Ils étaient donc deux sur le front des tremblements, se dit l’avocat en
gagnant l’évier et en faisant couler de l’eau chaude. Arrachant quelques
feuilles d’un rouleau d’essuie-tout inséré dans un dévidoir en bois, il tenta de
comprendre ce que Ruhn avait vécu.
Pas étonnant que la personnalité du mâle ait changé aussi radicalement
durant le combat derrière le restaurant. Ce regard vide avait été plus
perturbant que la violence elle-même. En effet, après avoir vécu aussi
longtemps avec la Confrérie et écouté leurs histoires de champ de bataille, il
était devenu expert en la matière. Non, le plus inquiétant, c’était que le Ruhn
qu’il connaissait avait disparu derrière une autre partie de lui-même et qu’il
avait carrément fallu l’arracher à sa proie.
Comme un animal sauvage déchaîné.
Saxton contrôla la température du filet d’eau avec son index. C’était assez
chaud. Prenant un peu de savon au flacon-pompe, il humidifia les feuilles
d’essuie-tout et se retourna. Son amant regardait fixement son mug, les
sourcils froncés, les épaules crispées.
Pas besoin de deviner où le mâle était parti en esprit.
Devoir sauver sa sœur et sa mahmen d’un destin d’esclave de sang et, sans
nul doute, d’exutoire sexuel pour les combattants ? Se retrouver emprisonné
dans une stalle ? Tout ça à cause des erreurs de son père ?
Pendant dix ans, enfermé comme un tigre, ignorant à chaque heure qui
passait si on allait le renvoyer sur le ring pour se faire tabasser ou tuer. Et ce
faisant il avait dû recevoir des blessures et apprendre à vivre dans la solitude
et la souffrance.
C’était trop triste rien que d’y penser.
S’approchant, il s’attendit à ce que Ruhn lève la tête. Quand il ne bougea
pas, Saxton lui posa doucement une main sur l’épaule.
Le mâle sursauta et renversa sa tasse.
— Oh ! je suis désolé…
— Je m’en occupe. (Saxton retourna vers l’évier pour décrocher cette fois
le rouleau entier d’essuie-tout.) Tiens.
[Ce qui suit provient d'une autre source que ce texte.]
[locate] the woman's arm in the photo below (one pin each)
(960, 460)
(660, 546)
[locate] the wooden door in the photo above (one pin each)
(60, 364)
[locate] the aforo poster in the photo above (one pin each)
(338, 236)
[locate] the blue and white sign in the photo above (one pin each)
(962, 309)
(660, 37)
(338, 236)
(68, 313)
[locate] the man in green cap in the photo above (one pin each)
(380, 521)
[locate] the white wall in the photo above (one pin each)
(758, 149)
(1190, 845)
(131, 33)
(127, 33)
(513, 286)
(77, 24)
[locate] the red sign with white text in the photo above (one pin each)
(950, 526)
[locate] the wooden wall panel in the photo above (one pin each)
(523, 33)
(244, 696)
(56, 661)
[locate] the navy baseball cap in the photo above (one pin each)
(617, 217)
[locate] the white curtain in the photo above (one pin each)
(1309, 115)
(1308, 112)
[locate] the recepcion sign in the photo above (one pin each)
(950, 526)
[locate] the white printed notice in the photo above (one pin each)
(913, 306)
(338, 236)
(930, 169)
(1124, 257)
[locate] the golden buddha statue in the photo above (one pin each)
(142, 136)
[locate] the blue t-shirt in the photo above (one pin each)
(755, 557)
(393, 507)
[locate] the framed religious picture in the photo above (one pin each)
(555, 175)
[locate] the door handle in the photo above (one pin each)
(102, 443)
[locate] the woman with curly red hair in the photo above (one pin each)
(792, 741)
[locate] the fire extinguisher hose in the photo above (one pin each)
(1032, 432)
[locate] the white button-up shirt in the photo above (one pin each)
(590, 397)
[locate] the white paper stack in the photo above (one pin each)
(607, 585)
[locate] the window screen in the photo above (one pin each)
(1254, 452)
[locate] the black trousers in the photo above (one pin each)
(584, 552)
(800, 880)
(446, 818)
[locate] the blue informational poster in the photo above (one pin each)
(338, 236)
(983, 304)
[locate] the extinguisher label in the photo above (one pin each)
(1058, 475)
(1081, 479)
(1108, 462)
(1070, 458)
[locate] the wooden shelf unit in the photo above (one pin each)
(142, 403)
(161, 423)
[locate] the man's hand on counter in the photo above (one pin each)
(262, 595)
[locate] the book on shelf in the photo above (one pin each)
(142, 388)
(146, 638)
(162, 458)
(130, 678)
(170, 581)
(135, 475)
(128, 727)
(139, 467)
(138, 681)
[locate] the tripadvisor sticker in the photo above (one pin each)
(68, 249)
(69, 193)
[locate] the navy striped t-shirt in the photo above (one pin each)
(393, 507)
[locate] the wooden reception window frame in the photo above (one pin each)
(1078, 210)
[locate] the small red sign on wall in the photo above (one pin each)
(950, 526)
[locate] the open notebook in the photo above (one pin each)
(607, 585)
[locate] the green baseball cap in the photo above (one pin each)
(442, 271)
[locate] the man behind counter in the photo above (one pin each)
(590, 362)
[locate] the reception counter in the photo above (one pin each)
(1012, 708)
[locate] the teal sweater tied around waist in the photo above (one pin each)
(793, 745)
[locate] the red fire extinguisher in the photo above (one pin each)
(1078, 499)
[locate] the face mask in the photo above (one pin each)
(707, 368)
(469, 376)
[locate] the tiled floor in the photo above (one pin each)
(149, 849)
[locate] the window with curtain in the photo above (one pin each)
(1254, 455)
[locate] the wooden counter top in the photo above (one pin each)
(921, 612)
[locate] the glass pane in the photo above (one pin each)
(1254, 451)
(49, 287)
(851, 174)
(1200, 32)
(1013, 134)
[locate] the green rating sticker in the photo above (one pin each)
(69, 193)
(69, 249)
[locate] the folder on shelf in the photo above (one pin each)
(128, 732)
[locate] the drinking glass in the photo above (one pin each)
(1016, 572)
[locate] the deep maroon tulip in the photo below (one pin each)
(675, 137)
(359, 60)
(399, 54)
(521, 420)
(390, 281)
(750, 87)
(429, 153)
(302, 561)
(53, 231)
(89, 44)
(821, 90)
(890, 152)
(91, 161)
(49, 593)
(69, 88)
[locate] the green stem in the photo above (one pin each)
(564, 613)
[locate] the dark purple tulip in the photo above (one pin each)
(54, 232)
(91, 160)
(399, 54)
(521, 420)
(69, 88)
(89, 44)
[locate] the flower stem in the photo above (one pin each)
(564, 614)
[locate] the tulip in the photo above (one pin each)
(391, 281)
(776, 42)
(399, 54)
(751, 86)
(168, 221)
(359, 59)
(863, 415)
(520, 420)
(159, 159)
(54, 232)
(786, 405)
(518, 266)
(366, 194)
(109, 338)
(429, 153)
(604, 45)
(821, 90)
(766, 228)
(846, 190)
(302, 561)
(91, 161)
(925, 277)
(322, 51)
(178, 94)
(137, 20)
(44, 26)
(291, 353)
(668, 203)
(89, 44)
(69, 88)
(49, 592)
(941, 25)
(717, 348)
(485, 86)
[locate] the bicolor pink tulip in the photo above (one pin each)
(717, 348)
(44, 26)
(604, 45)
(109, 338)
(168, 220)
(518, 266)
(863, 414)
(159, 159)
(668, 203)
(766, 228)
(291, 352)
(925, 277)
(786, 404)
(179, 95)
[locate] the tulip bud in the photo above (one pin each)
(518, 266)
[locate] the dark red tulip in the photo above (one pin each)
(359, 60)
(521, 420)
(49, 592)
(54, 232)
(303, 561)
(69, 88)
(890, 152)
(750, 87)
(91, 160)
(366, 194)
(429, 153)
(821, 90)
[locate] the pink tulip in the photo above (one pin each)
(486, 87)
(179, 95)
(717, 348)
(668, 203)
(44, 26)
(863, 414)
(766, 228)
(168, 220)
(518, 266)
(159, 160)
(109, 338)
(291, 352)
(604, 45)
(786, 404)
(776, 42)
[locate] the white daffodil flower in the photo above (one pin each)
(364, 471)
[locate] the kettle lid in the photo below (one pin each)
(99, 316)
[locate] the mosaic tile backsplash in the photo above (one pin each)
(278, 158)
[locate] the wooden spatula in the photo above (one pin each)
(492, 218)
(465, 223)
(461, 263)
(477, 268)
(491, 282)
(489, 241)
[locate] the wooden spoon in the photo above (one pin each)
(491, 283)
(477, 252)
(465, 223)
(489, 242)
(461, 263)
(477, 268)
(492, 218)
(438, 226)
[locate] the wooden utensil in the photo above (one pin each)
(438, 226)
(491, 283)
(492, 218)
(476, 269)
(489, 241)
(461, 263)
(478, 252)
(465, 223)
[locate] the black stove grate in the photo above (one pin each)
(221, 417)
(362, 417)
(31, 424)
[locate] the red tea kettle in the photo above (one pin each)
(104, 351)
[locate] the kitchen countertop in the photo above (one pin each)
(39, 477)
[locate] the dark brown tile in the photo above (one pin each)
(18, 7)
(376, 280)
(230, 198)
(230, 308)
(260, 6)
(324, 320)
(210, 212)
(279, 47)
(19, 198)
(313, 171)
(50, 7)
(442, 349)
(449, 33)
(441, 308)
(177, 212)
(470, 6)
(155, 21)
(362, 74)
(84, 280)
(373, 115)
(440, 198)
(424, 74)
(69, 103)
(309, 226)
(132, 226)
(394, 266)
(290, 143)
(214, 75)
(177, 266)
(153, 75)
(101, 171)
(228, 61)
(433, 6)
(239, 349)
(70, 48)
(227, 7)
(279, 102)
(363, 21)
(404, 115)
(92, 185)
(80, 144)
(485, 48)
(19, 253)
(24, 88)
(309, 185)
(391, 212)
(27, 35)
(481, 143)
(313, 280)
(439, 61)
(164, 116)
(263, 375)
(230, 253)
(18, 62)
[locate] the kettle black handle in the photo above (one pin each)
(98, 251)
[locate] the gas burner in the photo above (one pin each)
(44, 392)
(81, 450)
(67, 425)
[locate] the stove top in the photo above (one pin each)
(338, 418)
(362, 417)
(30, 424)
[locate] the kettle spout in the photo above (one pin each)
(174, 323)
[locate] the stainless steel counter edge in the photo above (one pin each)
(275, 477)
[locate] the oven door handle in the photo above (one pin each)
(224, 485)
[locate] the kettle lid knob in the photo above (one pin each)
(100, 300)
Je m’en occupe.
Déroulant une bonne quantité de Sopalin, il la jeta sur la table et laissa la
magie de l’absorption agir.
— Tourne-toi vers moi. (Il glissa l’index sous le menton de Ruhn et lui
leva la tête.) Voilà.
Ruhn tressaillit lorsqu’il le toucha, mais l’avocat était certain que c’était
surtout parce que, pour lui en ce moment, la réalité était un chaos
indescriptible.
— C’est une sacrée estafilade, murmura-t-il en s’attaquant à l’entaille sur
le front du mâle. Et elle enfle de minute en minute. On devrait peut-être
t’emmener consulter Doc Jane ou le docteur Manello.
— J’ai connu pire.
Saxton s’immobilisa.
— Oui. J’en suis sûr.
Quand il recommença à nettoyer le sang séché, il regretta d’être incapable
de trouver la formule appropriée, les mots justes… n’importe quoi qui puisse
soulager en partie cette décennie de souffrances. Mais aucun mot n’avait ce
pouvoir-là.
En revanche, il existait un recours légal.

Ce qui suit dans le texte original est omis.